春夏商戦に向けて、全国の乾麺業者を取材している。異口同音に聞かれるのは、ロシアのウクライナ侵攻による原料不足を不安視する声だ。小麦粉、そば粉ともに生産国ロシアの影響は大きい。
▼小麦生産量は世界3位のロシアと7位ウクライナ両国で世界の3割近くを占め、主に中東やアフリカへと輸出されている。国内の乾麺に使われる小麦は北米や豪州産が多いが、近年は干ばつや天候不順、中国の急激な需要増加が相場を狂わせている。そこへ世界的な小麦不足が押し寄せてくる可能性が高くなった
▼一方、そばは原料となる中国産玄そばの価格が3月に過去最高値を更新した。世界最大の生産量を誇るロシア産が滞るとの見方に、北米の転作奨励による減産が重なり、中国産に集中。中国産原料不足を懸念して、国産玄そばの在庫を商社が買い集め、品薄感が強く漂う。
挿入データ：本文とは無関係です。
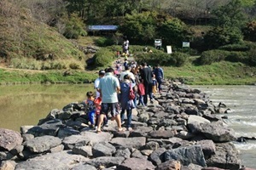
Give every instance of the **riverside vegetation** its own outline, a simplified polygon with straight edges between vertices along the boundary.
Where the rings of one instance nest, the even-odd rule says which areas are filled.
[[[238,170],[235,131],[218,116],[228,110],[198,89],[165,81],[152,104],[133,111],[133,131],[118,132],[110,122],[96,133],[84,105],[71,103],[20,133],[0,128],[0,168]]]
[[[86,5],[76,8],[78,4],[73,1],[67,2],[67,6],[62,0],[0,2],[1,84],[92,82],[99,69],[111,65],[115,60],[124,35],[130,37],[130,51],[137,61],[151,65],[160,63],[166,78],[189,84],[255,84],[256,45],[253,37],[256,25],[250,17],[254,3],[214,0],[215,3],[207,4],[214,14],[206,18],[208,24],[198,26],[195,17],[195,26],[191,26],[168,13],[170,1],[164,1],[157,10],[148,2],[143,10],[137,8],[142,7],[140,4],[129,7],[133,8],[132,13],[125,7],[128,8],[124,8],[122,16],[119,13],[99,14],[102,20],[95,17]],[[184,1],[180,7],[189,14],[187,3]],[[50,6],[55,8],[48,8]],[[82,14],[84,9],[80,7],[86,9],[87,14]],[[110,8],[108,4],[104,7]],[[200,12],[202,7],[195,8],[198,11],[193,14],[205,17]],[[101,11],[104,13],[105,9],[108,11]],[[248,9],[252,14],[247,13]],[[238,12],[234,15],[232,11]],[[175,13],[178,16],[178,11]],[[221,17],[224,13],[226,18]],[[115,33],[94,37],[88,36],[84,23],[119,27]],[[172,45],[173,54],[166,54],[165,48],[156,50],[152,47],[155,37],[163,38],[162,47]],[[181,48],[183,41],[189,41],[191,48]],[[146,53],[145,46],[153,54]]]

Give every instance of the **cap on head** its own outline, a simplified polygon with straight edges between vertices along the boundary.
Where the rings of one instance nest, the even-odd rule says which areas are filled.
[[[99,75],[105,75],[105,71],[104,70],[99,71]]]
[[[125,80],[130,80],[130,76],[128,74],[124,76]]]

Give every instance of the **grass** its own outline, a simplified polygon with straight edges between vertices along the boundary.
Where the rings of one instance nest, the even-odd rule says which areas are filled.
[[[91,82],[97,74],[82,71],[26,71],[0,69],[0,84]]]
[[[256,67],[241,63],[219,62],[210,65],[162,67],[166,79],[179,79],[190,85],[252,85],[256,84]],[[84,71],[15,71],[0,69],[0,84],[20,83],[83,83],[91,82],[97,72]]]
[[[165,77],[181,79],[191,85],[241,85],[256,83],[256,67],[241,63],[222,61],[210,65],[194,65],[188,63],[182,67],[163,67]]]

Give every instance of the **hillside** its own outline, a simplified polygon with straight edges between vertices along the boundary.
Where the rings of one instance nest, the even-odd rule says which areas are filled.
[[[85,55],[22,4],[0,2],[0,63],[31,70],[84,68]]]

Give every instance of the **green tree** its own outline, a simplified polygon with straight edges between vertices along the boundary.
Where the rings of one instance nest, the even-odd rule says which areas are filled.
[[[204,45],[207,49],[213,49],[227,44],[239,43],[242,39],[241,30],[236,27],[214,27],[204,36]]]
[[[124,23],[119,26],[119,31],[128,38],[145,44],[154,37],[156,23],[156,13],[126,14]]]
[[[182,47],[183,41],[189,41],[190,34],[187,26],[177,18],[169,19],[159,26],[159,37],[164,39],[166,45],[174,45],[177,48]]]
[[[232,0],[228,4],[213,10],[217,18],[217,25],[224,27],[242,27],[247,20],[244,10],[246,1]]]

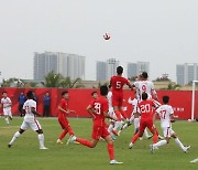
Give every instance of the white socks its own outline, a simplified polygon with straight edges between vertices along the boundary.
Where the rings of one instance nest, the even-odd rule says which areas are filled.
[[[178,138],[175,138],[175,142],[183,149],[185,150],[184,145],[180,142],[180,140]]]
[[[158,142],[154,144],[153,147],[154,147],[154,148],[155,148],[155,147],[162,147],[162,146],[164,146],[164,145],[166,145],[166,144],[167,144],[166,140],[161,140],[161,141],[158,141]]]
[[[44,135],[38,134],[37,138],[38,138],[38,141],[40,141],[40,148],[44,148]]]
[[[13,142],[15,141],[15,139],[18,139],[19,137],[20,137],[20,132],[19,131],[16,131],[14,135],[13,135],[13,137],[12,137],[12,140],[9,142],[9,145],[13,145]]]

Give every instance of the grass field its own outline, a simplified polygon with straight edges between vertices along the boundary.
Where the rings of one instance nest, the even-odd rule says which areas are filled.
[[[152,140],[138,141],[132,150],[128,149],[133,134],[133,127],[128,128],[114,142],[116,158],[124,164],[110,166],[107,144],[100,141],[94,149],[80,145],[56,145],[62,131],[57,119],[40,118],[45,135],[45,146],[48,150],[38,149],[37,135],[31,129],[25,131],[8,148],[8,142],[19,129],[22,118],[14,118],[10,126],[0,118],[0,170],[153,170],[153,169],[197,169],[197,163],[189,161],[198,158],[198,124],[176,121],[173,129],[179,135],[184,145],[190,145],[188,153],[184,153],[172,139],[169,145],[150,152]],[[90,139],[90,119],[69,119],[76,136]],[[160,124],[157,123],[157,127]],[[160,129],[160,128],[158,128]],[[161,131],[161,130],[160,130]],[[64,142],[68,136],[64,139]]]

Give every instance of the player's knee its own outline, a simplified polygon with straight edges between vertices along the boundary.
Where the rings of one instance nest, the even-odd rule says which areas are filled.
[[[43,134],[42,129],[36,130],[37,134]]]

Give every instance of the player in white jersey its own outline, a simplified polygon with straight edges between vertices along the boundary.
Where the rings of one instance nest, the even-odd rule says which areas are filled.
[[[174,110],[170,105],[168,105],[169,97],[168,96],[163,96],[163,103],[164,105],[160,106],[156,109],[156,114],[161,118],[161,127],[164,131],[164,140],[161,140],[154,145],[151,145],[151,152],[154,151],[154,149],[164,146],[169,142],[170,137],[175,139],[175,142],[183,149],[183,151],[187,152],[190,146],[185,147],[180,140],[178,139],[176,132],[172,129],[172,121],[175,121],[175,118],[178,118],[178,116],[174,115]]]
[[[16,131],[11,141],[9,142],[8,147],[11,148],[11,146],[13,145],[13,142],[16,140],[16,138],[19,138],[26,129],[32,128],[34,131],[36,131],[38,141],[40,141],[40,149],[47,149],[44,146],[44,135],[43,135],[43,130],[42,127],[40,125],[40,123],[36,119],[36,116],[40,116],[36,111],[36,102],[33,100],[33,93],[32,91],[29,91],[26,93],[26,97],[28,100],[24,103],[23,105],[23,111],[25,114],[24,116],[24,120],[21,125],[21,128],[19,131]]]
[[[12,102],[7,96],[7,92],[3,92],[0,107],[3,107],[4,120],[8,125],[9,125],[9,118],[12,120],[11,105],[12,105]]]
[[[109,115],[112,117],[117,117],[114,109],[112,107],[112,92],[108,92],[107,95],[107,99],[108,99],[108,105],[109,105]],[[116,136],[118,136],[117,129],[122,125],[121,121],[114,121],[112,119],[110,119],[110,125],[108,127],[108,131],[110,132],[111,137],[113,140],[116,140]]]

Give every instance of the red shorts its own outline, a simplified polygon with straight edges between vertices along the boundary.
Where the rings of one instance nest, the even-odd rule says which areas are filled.
[[[106,138],[107,136],[109,136],[109,131],[108,131],[106,125],[105,126],[94,125],[94,127],[92,127],[92,139],[99,140],[100,137]]]
[[[63,129],[70,127],[66,117],[58,117],[58,121]]]
[[[153,126],[153,120],[144,120],[144,119],[141,119],[140,128],[139,128],[140,134],[143,134],[143,132],[144,132],[144,129],[145,129],[146,127],[150,129],[150,131],[151,131],[152,134],[155,134],[155,128],[154,128],[154,126]]]
[[[123,103],[123,94],[113,93],[112,94],[112,106],[122,106]]]

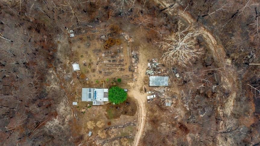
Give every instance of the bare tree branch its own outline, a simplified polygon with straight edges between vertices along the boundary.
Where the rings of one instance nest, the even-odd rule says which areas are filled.
[[[191,64],[191,61],[200,56],[202,51],[195,39],[199,35],[198,32],[191,26],[182,31],[182,26],[179,22],[176,33],[166,36],[163,42],[157,43],[166,51],[162,57],[163,62],[172,64],[178,63],[186,66],[188,64]]]

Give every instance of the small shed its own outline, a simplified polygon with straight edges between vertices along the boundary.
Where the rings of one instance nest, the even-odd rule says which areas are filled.
[[[168,86],[169,76],[150,76],[149,86]]]
[[[74,71],[77,71],[80,70],[79,65],[78,63],[74,63],[72,64],[72,66],[73,67],[73,70]]]
[[[171,99],[165,99],[165,105],[166,107],[170,107],[173,102]]]

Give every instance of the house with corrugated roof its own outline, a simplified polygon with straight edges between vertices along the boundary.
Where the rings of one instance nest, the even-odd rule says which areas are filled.
[[[81,101],[92,101],[93,105],[103,105],[108,101],[108,89],[82,88]]]

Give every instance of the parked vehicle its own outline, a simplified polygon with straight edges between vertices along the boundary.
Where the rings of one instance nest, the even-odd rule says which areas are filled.
[[[173,71],[174,73],[177,73],[177,70],[176,70],[176,68],[173,68]]]
[[[155,95],[151,95],[150,96],[147,96],[147,99],[150,99],[151,98],[155,98]]]

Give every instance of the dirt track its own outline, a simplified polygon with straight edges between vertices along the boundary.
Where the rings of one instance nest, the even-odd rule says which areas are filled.
[[[142,56],[141,54],[140,54],[140,62],[144,62],[145,59]],[[132,89],[128,93],[129,95],[134,97],[138,101],[140,107],[138,116],[139,124],[138,125],[138,131],[134,142],[134,145],[136,146],[138,145],[143,133],[146,115],[145,106],[147,101],[147,95],[144,92],[141,93],[140,91],[140,88],[143,86],[143,79],[145,76],[145,71],[146,68],[146,64],[138,64],[138,70],[140,71],[138,74],[138,81],[132,84],[132,85],[131,85],[132,86]]]
[[[160,3],[163,5],[163,4],[165,4],[165,3],[157,1],[157,2],[159,3]],[[168,6],[167,5],[167,6]],[[187,22],[191,24],[194,23],[196,23],[196,22],[194,19],[192,17],[192,16],[187,12],[185,12],[182,14],[182,11],[181,10],[178,9],[178,10],[175,9],[174,10],[175,13],[176,14],[179,15],[179,16],[182,17],[184,20],[186,20]],[[170,10],[169,11],[169,13],[170,14],[173,14],[173,11],[172,10]],[[177,14],[176,12],[177,12]],[[213,36],[212,34],[210,32],[209,32],[207,30],[205,29],[204,27],[202,26],[199,27],[198,29],[199,30],[200,32],[201,33],[205,38],[205,40],[207,42],[207,43],[209,45],[210,48],[212,52],[214,52],[213,54],[214,54],[215,56],[214,57],[216,60],[220,61],[220,62],[222,63],[220,64],[219,65],[220,67],[222,67],[224,68],[225,72],[226,73],[228,73],[231,71],[231,70],[230,68],[227,68],[225,67],[227,66],[229,66],[230,65],[230,62],[228,59],[227,59],[226,58],[221,57],[220,56],[224,56],[225,55],[223,55],[224,54],[225,51],[224,51],[223,48],[219,45],[218,45],[217,43],[217,41],[216,40],[214,37]],[[141,54],[140,53],[140,54]],[[142,57],[141,56],[140,56],[140,62],[142,62],[142,61],[144,61],[145,60],[145,58]],[[140,66],[141,65],[141,66]],[[146,66],[145,64],[138,64],[138,70],[140,71],[138,74],[138,81],[137,82],[135,82],[133,83],[132,85],[131,85],[132,86],[132,90],[130,91],[129,94],[132,96],[133,96],[138,101],[139,103],[139,106],[140,107],[139,109],[140,110],[139,111],[139,124],[138,125],[139,128],[138,129],[138,131],[137,132],[136,135],[135,136],[135,139],[134,141],[134,145],[137,146],[138,145],[139,142],[140,141],[141,138],[143,133],[143,131],[144,126],[144,122],[146,120],[146,111],[145,107],[145,104],[146,103],[146,94],[144,93],[141,93],[140,91],[140,88],[143,86],[143,81],[142,80],[142,79],[144,78],[144,77],[145,75],[145,71]],[[223,82],[223,84],[225,83],[225,84],[228,84],[228,83],[231,82],[234,82],[234,79],[235,78],[234,77],[230,76],[228,78],[227,78],[225,79],[223,79],[225,81]],[[230,87],[228,86],[227,86],[225,87],[227,89],[228,89]],[[231,96],[230,97],[230,100],[229,100],[229,101],[232,101],[232,99],[234,97],[235,97],[236,93],[233,93],[232,94]],[[225,108],[226,108],[227,106],[229,106],[230,104],[229,102],[227,102],[226,104]],[[230,114],[230,112],[231,112],[232,110],[232,108],[230,107],[228,108],[228,109],[226,109],[226,112],[228,114]]]

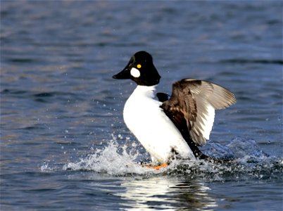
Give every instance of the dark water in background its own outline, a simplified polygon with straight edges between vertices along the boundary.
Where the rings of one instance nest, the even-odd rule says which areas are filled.
[[[282,3],[1,1],[1,210],[282,210]],[[111,76],[146,50],[170,93],[231,91],[203,150],[237,162],[141,167]]]

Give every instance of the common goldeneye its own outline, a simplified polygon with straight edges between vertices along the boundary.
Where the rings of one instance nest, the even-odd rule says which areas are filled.
[[[234,95],[215,84],[183,79],[172,85],[171,96],[158,93],[161,76],[152,56],[139,51],[114,79],[130,79],[137,84],[125,103],[127,127],[151,156],[159,169],[171,159],[209,159],[199,149],[209,139],[215,110],[236,103]]]

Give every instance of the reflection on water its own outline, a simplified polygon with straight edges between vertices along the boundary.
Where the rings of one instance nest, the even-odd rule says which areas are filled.
[[[178,178],[151,177],[125,181],[121,186],[125,192],[117,193],[122,197],[121,205],[127,210],[154,209],[192,209],[213,210],[216,200],[208,196],[209,188],[197,180]]]

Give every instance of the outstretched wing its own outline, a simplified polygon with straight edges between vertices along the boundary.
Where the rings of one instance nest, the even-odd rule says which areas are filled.
[[[209,139],[215,110],[235,103],[234,95],[219,85],[184,79],[173,84],[171,97],[161,107],[179,129],[187,129],[194,142],[202,146]]]

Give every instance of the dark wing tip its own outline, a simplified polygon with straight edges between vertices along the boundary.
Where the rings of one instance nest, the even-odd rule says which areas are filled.
[[[158,101],[162,103],[167,101],[170,97],[170,96],[168,95],[167,94],[162,93],[162,92],[156,93],[156,96],[158,98]]]

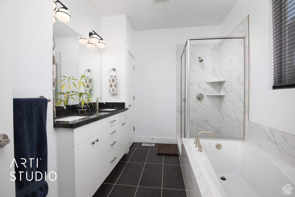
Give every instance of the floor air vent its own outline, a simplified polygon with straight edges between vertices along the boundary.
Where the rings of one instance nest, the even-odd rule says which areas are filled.
[[[144,144],[143,143],[141,145],[141,146],[155,146],[154,144]]]

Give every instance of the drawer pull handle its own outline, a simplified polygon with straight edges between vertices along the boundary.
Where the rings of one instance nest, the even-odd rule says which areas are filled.
[[[117,131],[114,131],[114,132],[113,133],[110,133],[110,135],[112,135],[112,134],[114,134],[114,133],[115,133],[115,132],[116,132]]]
[[[115,161],[115,159],[117,158],[117,157],[114,157],[114,159],[113,160],[113,161],[110,161],[110,163],[113,163],[113,162],[114,162],[114,161]]]
[[[113,144],[110,144],[110,146],[113,146],[113,145],[114,145],[114,144],[115,144],[115,143],[116,143],[117,142],[116,142],[116,141],[114,141],[114,143],[113,143]]]

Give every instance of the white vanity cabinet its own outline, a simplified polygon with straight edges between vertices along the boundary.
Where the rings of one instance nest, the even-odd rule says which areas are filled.
[[[129,150],[127,118],[124,111],[74,129],[55,128],[58,197],[93,195]]]

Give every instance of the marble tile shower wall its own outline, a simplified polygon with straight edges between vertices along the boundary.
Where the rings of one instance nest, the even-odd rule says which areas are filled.
[[[179,139],[181,135],[181,56],[182,51],[184,47],[184,45],[176,45],[176,137]],[[184,73],[183,72],[182,73]],[[182,77],[182,80],[184,81],[184,76]],[[183,85],[184,85],[184,84]],[[184,88],[184,87],[183,88]],[[184,113],[184,109],[183,109],[182,113]],[[184,126],[182,126],[184,128]]]
[[[270,153],[295,166],[295,136],[249,122],[249,16],[247,16],[228,35],[246,35],[246,59],[247,100],[246,102],[246,140]],[[252,65],[255,66],[255,65]]]
[[[192,41],[191,43],[194,41]],[[190,137],[196,136],[199,132],[212,132],[219,137],[220,102],[218,96],[207,95],[219,94],[219,83],[206,82],[218,80],[220,74],[219,50],[219,45],[191,44],[190,54]],[[201,56],[204,61],[200,63]],[[204,95],[204,100],[199,101],[196,96]],[[209,137],[204,135],[203,137]]]
[[[243,139],[244,130],[244,41],[223,40],[219,48],[219,138]]]

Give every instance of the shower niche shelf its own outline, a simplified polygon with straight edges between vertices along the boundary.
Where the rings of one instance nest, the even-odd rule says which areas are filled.
[[[214,83],[214,82],[223,82],[225,81],[225,80],[218,80],[217,81],[210,81],[206,82],[206,83]]]
[[[222,95],[219,94],[214,94],[212,95],[205,95],[206,96],[225,96],[225,95]]]

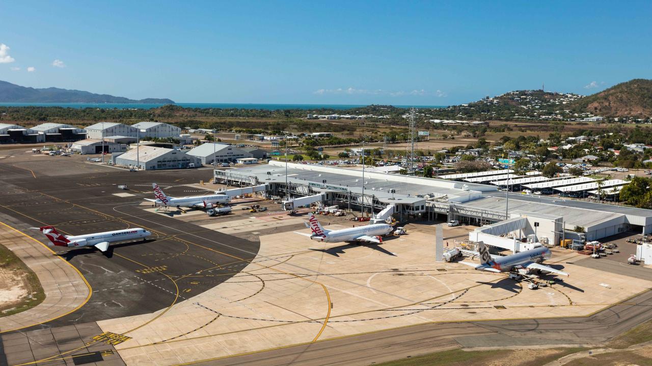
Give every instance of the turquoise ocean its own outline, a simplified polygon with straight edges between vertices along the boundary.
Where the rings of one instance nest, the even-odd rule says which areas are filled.
[[[145,104],[140,103],[0,103],[0,107],[62,107],[64,108],[104,108],[118,109],[150,109],[158,108],[163,104]],[[349,109],[366,107],[363,104],[256,104],[246,103],[177,103],[175,106],[185,108],[220,108],[241,109],[267,109],[270,111],[278,109],[306,109],[316,110],[327,109]],[[400,108],[443,108],[446,106],[394,106]]]

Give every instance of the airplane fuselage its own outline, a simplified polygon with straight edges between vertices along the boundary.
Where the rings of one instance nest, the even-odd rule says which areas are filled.
[[[492,268],[501,272],[509,272],[514,267],[524,266],[529,263],[541,263],[552,256],[550,250],[544,247],[536,247],[516,254],[499,257],[493,260],[490,264]]]
[[[72,236],[67,236],[66,238],[70,240],[68,243],[68,246],[75,247],[95,246],[98,243],[104,242],[115,243],[135,239],[143,239],[151,234],[152,233],[149,231],[138,227],[124,230],[115,230],[114,231],[95,232],[93,234],[85,234],[83,235],[74,235]]]
[[[325,232],[325,236],[313,235],[310,238],[318,242],[327,243],[337,243],[341,242],[355,242],[357,238],[363,235],[369,236],[382,236],[392,232],[391,225],[386,223],[376,223],[361,226],[359,227],[351,227],[349,229],[342,229],[341,230],[333,230]]]
[[[192,196],[183,197],[179,198],[167,197],[164,202],[160,199],[156,199],[155,203],[158,206],[166,206],[171,207],[193,207],[194,206],[203,206],[204,203],[207,204],[222,204],[228,203],[230,201],[229,196],[226,195],[209,195],[205,196]]]

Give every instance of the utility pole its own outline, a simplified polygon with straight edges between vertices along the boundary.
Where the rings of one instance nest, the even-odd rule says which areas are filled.
[[[288,185],[288,135],[286,135],[284,141],[286,144],[286,201],[289,201],[289,186]]]
[[[136,170],[140,169],[140,128],[136,131]]]
[[[509,154],[507,154],[507,191],[505,194],[505,219],[509,218]]]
まん防解除で飲食店が回転し始めれば、業務用筋の需要も増え、残り少ない在庫の取り合いは必至だ。
▼ロシア侵攻の長期化により、さらなる上昇が見込まれる。原料以外のコストもひっ迫しており、追加値上げで対応しても追いきれない状態だ。かつてない事態に安定供給が危ぶまれ、業界は価格転嫁に待ったなしの状況を迎えている。